USA TODAY
Witnesses at a Senate hearing Thursday pinned much of the blame for California’s electricity crisis last year on Enron Corp.
Chaos in the state’s deregulated energy market produced scattered power outages. A year later, rolling blackouts are gone, but fallout persists: high utility bills, costly long-term supply contracts and political woes for Gov. Gray Davis.
“Enron played a key role in what happened to the people of California,” said Sen. Barbara Boxer, D-Calif., who arranged the hearing in Washington to put the spotlight on the energy company, which is in bankruptcy protection.
State Sen. Joe Dunn, a Democrat who heads an investigation by the California Legislature, said in testimony that Houston-based Enron falsely promised lower electricity prices for homeowners in lobbying for the 1996 law that partially deregulated California’s electric utilities. The law forced utilities to sell their generating plants to wholesalers, who were to compete in setting power prices. Enron became a middleman, brokering deals between wholesalers and utilities.
“The deregulation, led by Enron, has become perhaps the greatest fraud ever perpetrated on the American consumer,” Dunn said.

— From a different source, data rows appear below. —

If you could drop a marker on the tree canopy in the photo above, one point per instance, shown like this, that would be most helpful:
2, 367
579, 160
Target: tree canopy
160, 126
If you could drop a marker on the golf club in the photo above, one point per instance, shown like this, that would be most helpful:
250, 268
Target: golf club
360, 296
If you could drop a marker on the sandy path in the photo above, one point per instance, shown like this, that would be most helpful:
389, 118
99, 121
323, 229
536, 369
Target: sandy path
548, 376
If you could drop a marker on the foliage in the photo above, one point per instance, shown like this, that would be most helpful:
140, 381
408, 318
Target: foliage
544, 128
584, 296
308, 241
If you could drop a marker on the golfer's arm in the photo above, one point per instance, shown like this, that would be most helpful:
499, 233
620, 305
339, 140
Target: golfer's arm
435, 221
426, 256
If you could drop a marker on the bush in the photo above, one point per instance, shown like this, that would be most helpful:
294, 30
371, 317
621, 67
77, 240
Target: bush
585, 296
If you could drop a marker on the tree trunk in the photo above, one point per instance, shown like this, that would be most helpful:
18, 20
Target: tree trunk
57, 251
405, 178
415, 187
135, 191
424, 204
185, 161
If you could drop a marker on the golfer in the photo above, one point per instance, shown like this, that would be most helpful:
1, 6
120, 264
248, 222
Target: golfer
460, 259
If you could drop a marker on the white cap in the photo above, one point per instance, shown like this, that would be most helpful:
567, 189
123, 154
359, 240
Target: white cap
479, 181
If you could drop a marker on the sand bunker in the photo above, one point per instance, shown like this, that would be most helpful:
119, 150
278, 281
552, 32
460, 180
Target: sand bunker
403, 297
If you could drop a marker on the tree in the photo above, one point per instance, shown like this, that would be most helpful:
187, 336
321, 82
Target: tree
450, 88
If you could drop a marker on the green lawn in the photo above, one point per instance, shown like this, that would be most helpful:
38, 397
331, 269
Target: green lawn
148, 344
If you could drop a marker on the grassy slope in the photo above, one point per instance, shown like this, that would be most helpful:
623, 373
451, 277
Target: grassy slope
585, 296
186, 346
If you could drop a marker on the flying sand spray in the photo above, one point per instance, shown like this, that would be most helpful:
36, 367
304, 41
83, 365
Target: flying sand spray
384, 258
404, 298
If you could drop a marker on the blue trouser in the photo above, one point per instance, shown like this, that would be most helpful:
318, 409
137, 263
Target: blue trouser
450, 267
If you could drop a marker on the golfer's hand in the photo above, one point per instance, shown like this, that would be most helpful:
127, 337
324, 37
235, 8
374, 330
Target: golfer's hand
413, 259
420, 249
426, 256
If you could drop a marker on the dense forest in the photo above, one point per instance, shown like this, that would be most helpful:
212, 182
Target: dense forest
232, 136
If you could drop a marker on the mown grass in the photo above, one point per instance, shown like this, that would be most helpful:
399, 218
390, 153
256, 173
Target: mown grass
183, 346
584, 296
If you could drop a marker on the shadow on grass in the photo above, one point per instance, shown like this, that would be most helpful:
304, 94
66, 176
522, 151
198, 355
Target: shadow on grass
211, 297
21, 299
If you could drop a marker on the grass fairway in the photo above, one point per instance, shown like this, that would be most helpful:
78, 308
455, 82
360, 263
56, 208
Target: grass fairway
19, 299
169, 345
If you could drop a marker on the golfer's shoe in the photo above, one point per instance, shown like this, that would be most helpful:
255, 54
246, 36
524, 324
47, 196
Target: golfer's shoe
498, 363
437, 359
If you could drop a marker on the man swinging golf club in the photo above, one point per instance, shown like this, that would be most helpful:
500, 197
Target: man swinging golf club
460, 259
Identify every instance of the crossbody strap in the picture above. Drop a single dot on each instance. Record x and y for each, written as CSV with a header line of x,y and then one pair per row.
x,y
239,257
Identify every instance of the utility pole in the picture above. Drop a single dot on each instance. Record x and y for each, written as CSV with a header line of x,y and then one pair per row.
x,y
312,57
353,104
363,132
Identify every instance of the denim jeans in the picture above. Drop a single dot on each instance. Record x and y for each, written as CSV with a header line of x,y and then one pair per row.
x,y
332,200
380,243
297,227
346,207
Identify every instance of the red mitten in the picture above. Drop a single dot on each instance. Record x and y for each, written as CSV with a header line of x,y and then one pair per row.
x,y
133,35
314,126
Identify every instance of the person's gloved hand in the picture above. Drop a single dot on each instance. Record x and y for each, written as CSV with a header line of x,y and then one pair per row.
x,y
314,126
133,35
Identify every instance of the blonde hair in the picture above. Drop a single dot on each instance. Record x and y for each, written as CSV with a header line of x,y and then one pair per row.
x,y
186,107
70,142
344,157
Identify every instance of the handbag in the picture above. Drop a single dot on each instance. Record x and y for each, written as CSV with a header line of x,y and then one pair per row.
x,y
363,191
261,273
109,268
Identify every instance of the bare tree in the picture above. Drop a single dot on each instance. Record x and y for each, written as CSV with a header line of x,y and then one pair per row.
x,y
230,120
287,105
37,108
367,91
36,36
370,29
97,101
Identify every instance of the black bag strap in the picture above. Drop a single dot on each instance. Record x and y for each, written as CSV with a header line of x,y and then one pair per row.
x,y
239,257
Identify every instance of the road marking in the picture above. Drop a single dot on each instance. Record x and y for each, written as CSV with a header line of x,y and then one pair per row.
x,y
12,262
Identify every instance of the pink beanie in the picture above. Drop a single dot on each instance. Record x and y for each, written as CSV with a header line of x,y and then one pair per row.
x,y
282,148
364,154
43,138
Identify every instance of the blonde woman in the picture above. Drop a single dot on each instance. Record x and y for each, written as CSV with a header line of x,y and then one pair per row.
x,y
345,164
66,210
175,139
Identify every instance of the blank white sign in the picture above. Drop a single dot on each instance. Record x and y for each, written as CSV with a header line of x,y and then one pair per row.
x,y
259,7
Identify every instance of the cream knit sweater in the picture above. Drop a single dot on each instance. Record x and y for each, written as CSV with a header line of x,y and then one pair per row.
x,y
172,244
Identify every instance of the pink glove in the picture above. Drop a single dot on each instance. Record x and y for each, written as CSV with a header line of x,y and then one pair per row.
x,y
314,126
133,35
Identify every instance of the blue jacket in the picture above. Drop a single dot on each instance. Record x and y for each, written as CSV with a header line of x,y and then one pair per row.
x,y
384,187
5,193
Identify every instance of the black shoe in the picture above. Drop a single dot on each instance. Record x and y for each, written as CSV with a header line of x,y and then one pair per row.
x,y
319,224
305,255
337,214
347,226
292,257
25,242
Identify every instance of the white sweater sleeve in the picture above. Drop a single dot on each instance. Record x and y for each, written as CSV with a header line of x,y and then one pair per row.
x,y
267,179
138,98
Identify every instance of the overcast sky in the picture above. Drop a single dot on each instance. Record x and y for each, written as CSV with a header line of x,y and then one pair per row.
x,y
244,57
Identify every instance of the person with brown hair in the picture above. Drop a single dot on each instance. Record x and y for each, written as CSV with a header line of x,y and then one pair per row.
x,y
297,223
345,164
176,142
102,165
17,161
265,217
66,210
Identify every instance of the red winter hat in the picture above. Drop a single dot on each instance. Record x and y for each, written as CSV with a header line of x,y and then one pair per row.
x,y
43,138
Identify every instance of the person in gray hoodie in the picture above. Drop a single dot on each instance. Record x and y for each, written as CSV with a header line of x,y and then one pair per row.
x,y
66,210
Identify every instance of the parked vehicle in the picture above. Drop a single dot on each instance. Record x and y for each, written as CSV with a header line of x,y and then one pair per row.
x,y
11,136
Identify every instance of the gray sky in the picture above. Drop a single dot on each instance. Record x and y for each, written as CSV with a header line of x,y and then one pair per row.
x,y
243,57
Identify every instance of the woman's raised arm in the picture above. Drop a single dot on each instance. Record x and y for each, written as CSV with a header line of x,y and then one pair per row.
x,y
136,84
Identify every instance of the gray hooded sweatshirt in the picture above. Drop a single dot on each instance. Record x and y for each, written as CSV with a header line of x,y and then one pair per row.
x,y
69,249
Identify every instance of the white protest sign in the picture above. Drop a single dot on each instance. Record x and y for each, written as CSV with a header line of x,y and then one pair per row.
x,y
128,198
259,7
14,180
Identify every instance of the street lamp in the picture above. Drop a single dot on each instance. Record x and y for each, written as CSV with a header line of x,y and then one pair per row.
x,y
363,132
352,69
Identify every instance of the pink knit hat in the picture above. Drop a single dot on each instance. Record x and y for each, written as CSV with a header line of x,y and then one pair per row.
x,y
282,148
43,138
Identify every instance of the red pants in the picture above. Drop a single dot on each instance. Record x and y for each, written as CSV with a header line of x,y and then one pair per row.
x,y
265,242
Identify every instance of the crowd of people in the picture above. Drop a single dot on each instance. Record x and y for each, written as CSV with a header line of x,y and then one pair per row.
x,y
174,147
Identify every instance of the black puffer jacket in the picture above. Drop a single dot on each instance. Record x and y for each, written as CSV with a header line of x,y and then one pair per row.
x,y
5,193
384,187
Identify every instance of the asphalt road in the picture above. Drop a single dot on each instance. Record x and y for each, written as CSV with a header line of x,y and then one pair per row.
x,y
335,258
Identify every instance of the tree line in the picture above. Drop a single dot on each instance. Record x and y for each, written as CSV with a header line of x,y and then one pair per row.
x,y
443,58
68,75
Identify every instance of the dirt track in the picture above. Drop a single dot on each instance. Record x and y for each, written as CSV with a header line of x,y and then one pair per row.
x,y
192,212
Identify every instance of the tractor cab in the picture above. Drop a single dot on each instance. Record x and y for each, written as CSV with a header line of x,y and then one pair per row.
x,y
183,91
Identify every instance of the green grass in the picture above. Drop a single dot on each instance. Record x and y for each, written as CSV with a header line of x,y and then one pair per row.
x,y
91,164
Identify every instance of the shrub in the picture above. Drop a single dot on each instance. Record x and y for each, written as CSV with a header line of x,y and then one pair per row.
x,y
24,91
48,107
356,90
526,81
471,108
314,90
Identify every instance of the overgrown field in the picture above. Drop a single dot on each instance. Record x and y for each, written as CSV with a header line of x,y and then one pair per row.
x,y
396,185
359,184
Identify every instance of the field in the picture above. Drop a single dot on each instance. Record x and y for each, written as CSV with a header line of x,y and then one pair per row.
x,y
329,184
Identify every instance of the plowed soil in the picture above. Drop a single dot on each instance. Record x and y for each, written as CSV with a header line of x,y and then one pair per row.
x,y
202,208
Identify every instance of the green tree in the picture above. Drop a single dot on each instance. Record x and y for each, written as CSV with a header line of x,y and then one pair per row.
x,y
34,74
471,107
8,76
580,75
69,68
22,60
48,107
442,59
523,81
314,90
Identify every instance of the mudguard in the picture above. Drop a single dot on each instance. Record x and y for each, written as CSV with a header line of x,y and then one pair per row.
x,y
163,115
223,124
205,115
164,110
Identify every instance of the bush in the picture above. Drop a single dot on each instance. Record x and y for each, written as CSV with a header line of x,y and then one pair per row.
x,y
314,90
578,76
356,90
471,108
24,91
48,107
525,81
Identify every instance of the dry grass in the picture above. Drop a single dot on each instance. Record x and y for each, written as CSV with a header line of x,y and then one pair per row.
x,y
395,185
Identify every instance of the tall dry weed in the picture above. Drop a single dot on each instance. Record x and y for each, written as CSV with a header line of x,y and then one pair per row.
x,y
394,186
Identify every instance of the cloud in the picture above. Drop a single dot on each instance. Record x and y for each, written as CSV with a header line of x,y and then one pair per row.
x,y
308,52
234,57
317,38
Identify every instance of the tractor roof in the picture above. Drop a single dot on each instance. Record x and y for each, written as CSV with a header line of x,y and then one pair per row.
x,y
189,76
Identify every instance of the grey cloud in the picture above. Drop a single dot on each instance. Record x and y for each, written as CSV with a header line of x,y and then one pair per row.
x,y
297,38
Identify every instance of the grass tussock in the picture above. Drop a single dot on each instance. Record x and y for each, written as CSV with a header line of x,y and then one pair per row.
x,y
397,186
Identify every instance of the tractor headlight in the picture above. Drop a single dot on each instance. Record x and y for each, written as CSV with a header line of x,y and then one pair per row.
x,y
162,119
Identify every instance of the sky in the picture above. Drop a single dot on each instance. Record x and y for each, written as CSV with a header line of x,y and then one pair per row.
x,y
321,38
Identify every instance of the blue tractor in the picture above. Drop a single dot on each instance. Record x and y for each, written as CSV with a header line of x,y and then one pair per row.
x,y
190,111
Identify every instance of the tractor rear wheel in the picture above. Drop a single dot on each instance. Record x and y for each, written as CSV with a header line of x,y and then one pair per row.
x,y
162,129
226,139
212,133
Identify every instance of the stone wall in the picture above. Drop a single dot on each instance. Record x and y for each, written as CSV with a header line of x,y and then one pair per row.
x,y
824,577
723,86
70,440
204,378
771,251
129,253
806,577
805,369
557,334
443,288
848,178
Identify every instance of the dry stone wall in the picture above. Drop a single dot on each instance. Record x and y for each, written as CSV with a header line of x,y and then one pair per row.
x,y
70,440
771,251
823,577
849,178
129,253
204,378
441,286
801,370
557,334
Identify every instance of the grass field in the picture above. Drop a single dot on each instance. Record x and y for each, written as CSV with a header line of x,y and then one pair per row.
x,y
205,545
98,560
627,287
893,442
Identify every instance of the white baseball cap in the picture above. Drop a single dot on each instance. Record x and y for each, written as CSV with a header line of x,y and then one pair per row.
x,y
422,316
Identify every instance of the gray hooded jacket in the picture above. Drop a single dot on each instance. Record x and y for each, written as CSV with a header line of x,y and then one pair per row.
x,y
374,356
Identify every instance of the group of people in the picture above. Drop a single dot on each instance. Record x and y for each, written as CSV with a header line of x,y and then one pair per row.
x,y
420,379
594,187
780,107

No Enron officials appeared at the Senate commerce committee hearing. Eric Thode, a company spokesman, said, “We have cooperated and will continue to cooperate with the committee’s investigation, as we have cooperated with numerous previous investigations which found that the market’s structure was the cause of California’s energy crisis, not Enron.”
Dunn said Enron worked to control market prices through “aggressive” trading that built a commanding inventory of electricity and natural gas, which many California power plants use to generate electricity.
Natural gas prices in California rose in December 2000 to five times as high as those at Texas wellheads. In April 2001, wholesale electricity was selling for $201 a megawatt-hour — a 528% increase from a year earlier. A megawatt-hour powers 750 homes for an hour.
Loretta Lynch, the chairwoman of the state’s Public Utilities Commission, said Enron manipulated prices by trading electricity among five of its affiliates. “These were sham transactions, causing the price to rise with each supposed sale,” she said.
S. David Freeman, chairman of California’s Consumer Power and Conservation Financing Authority, testified that Enron leaned on the Federal Energy Regulatory Commission not to step in when prices rose. After months of inaction, FERC imposed caps on the wholesale price of electricity in 11 Western states.
The mushrooming prices threatened California’s three major privately owned utilities with financial ruin. One, Pacific Gas and Electric, declared bankruptcy. The administration of Davis, a Democrat, spent $13 billion to buy high-priced electricity on the utilities’ behalf to end blackouts.
Passed along to consumers, the extra costs have added $40 to the average family’s monthly electricity bill, says Doug Heller of the Foundation for Taxpayer and Consumer Rights, an advocacy group in Santa Monica, Calif.
Last spring, the state signed 56 contracts with companies to pay $43 billion for power over 20 years. At the time, Davis said the average price of $70 a megawatt-hour was a bargain. But market prices have dropped to $30 with the price caps and the opening of new power plants. Republican Bill Simon Jr. has criticized the contracts as he campaigns to unseat Davis in November.
The state is trying to rewrite the contracts. Meanwhile, California Attorney General Bill Lockyer is investigating Enron‘s marketing practices. He also has filed civil complaints for damages against six other energy suppliers.